Proper context can start the day with a solid win and make all the difference.
DAILY SCHEDULE
First, watch the pre-open Tour recording HERE <<==
Then, meet in the chaRTroom here by 9:15 ET for updates and Q&A
Through the prior close…
Tuesday afternoon’s rally from 2623.00 up to 2658.00 was corrected overnight but also recovered overnight to up to 2658.50. But no higher, despite the afternoon rally having gained traction. Monday’s decline had not attracted durable buying overnight, either. The consequence to each was morning weakness. Wednesday’s weakness reflected anxiousness ahead of the afternoon’s FOMC policy statement, which reacted back up to 2658.50. That was until the bias environment exit, which suddenly rejected the recovery, leaving behind overbought RSIs yet to be retested. The balance of the session plunged to 2629.00, retracing nearly all of Tuesday afternoon’s rally. A small late bounce was early enough to close back above 2630.50 and avoid triggering a hold-short setup.
Overnight action’s new info…
The plunge initially extended to 2624.25, stopping optimistically short of touching Tuesday afternoon’s 2623.25 low. A bounce to 2630.50 was retraced entirely back to the low, which was recovered back up to 2630.50. Europe’s opens were greeted at the upper-end of this channel, which then broke higher to 2636.25. Now that has been retraced entirely back down to 2628.00.
If, then…
Isolating the overnight lower lows by opening Thursday back above 2635.00-2638.00 would be bullish. That was being attempted after Europe’s opens, and now not so much. There’s still time, but only a little. Retesting overnight lows and recovering into the noon hour might still be able to launch a recovery. In either case, the upside reward is a retest of Wednesday’s 2658.50 high, which would all but ensure retesting Monday’s 2783.25 high. Extending yesterday afternoon’s plunge could start to topple the dominoes still waiting below. .
First Trade…
[Click here to view the Bias parameters] Exiting the open at 9:45 under 2633.00 would be unlikely to trigger the 2638.25 bias-up signal at 10:15. Exiting the open above 2630.50 would be unlikely to trigger the 2626.00 bias-down signal.
Morning Bias
| THU morning signal (triggered at 10:15 ET) | SPX | ES |
| Bias-up: above | 2640.75 | 2638.25 |
| …would target | 2648.50 | 2646.00 |
| Bias-down: under | 2628.25 | 2626.00 |
| …would target | 2620.75 | 2618.50 |
| Signal status: BIAS-DOWN, BIAS-DOWN TARGET EXCEEDED | FAQ | |
| Flowcharts: Bias-UP // Bias-DN INTRO VIDEOS #1 and #2 |
||
1. At 10:15, trading above the bias-up signal or under the bias-down signal would put into play a test of its bias-up or bias-down target.
2. Not triggering either bias signal at 10:15 would be “no-bias,” and the bias signals should define the bias environment’s range.
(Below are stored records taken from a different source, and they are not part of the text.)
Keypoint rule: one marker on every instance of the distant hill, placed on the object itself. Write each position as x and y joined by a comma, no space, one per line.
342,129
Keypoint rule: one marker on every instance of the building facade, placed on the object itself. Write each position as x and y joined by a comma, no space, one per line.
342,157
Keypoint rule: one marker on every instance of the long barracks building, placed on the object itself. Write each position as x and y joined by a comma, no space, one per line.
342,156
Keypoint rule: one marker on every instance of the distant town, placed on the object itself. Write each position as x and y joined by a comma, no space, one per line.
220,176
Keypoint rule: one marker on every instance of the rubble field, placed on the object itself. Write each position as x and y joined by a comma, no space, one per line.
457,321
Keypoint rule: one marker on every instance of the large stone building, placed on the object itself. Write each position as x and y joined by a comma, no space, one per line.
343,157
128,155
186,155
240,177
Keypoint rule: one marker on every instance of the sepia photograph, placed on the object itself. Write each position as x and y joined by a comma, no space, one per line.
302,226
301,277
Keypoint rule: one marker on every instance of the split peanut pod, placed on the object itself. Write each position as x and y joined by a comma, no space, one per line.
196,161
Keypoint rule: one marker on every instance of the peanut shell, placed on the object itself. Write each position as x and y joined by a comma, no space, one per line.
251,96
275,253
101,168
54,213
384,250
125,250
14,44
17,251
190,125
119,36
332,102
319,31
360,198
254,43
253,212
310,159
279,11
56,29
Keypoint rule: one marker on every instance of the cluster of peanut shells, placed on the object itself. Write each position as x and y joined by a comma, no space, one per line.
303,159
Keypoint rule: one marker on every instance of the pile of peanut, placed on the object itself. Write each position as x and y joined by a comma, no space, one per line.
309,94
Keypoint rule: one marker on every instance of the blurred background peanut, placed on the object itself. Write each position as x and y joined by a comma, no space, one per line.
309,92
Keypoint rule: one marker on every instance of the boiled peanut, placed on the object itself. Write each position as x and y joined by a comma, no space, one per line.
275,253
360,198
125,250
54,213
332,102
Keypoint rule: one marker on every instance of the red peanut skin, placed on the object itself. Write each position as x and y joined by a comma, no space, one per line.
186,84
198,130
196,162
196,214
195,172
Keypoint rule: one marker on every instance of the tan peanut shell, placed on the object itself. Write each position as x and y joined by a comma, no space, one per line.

— A test of the opposite bias signal would be targeted if one bias signal was tested before triggering no-bias.
3. Touching the bias signal within 3 minutes either way of 10:15 would invoke a grace period through 10:30 to trigger a late signal.
— “Late” signals don’t require testing the opposite bias signal, but it’s still likely.
4. Still testing the bias signal at 10:30 after invoking the grace period would trigger “noN-bias,” with no bias influence.